Ci sono insomma soggetti per i quali la normale sopravvivenza non è messa mai in discussione, mentre lo è per gli anziani, i fragili, i poveri, i tanti fuggiaschi bloccati sulla rotta balcanica o per i migranti che continuano ormai in migliaia a morire naufraghi nel Mediterraneo.
Di tutti questi drammi nell’informazione persistono, se va bene, poco più che i numeri di quanti perdono la vita, come se i problemi che generano queste tragedie non esistessero e non ci riguardassero.
I singoli Stati e le organizzazioni internazionali cercano surrogati di soluzione talora indecenti e disumani a questioni che dovrebbero essere affrontate almeno con uno spirito minimo di solidarietà e condivisione che purtroppo non riusciamo a dimostrare neppure di fronte alla morte che cerchiamo in ogni modo di rimuovere per noi stessi, ma di cui non ci curiamo più di tanto quando rischia di colpire gli altri.
Non sta facendo progressi neppure quella che chiamiamo beneficenza, frutto spesso di finti moralismi utili per acquietare la coscienza mentre non dovrebbe essere niente altro che abbandono del superfluo in favore di chi ha bisogno.

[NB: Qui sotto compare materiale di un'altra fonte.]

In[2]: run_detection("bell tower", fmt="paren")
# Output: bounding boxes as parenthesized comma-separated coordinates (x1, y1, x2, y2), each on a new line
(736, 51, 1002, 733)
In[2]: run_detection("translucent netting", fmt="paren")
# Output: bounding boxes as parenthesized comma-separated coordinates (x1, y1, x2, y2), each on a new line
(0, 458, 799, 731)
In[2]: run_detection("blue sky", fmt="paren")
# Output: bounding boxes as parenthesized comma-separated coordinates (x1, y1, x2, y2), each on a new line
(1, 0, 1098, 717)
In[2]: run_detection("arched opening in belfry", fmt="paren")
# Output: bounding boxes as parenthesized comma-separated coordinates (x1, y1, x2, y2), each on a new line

Certo non cambieremo questa società se nell’informazione gli eventi di egoismo o violenza prevarranno sugli esempi di bontà ed altruismo.
Si tratta di uno scenario rispetto al quale il silenzio e l’indifferenza sociale e politica non possono farci dormire sonni tranquilli.
Chi allora avverte l’urgenza di un cambiamento rispetto al nostro modo di vivere e di organizzare il mondo ha necessità di dire parole davvero chiare sulle forme della struttura produttiva, sull’eliminazione delle spese per gli armamenti, su un’equa redistribuzione del reddito, sulla garanzia universale dei diritti alla vita ed alla salute, sul sostegno solidale a chi vive in difficoltà, sulla costruzione dell’idea di condivisione come principio della giustizia sociale.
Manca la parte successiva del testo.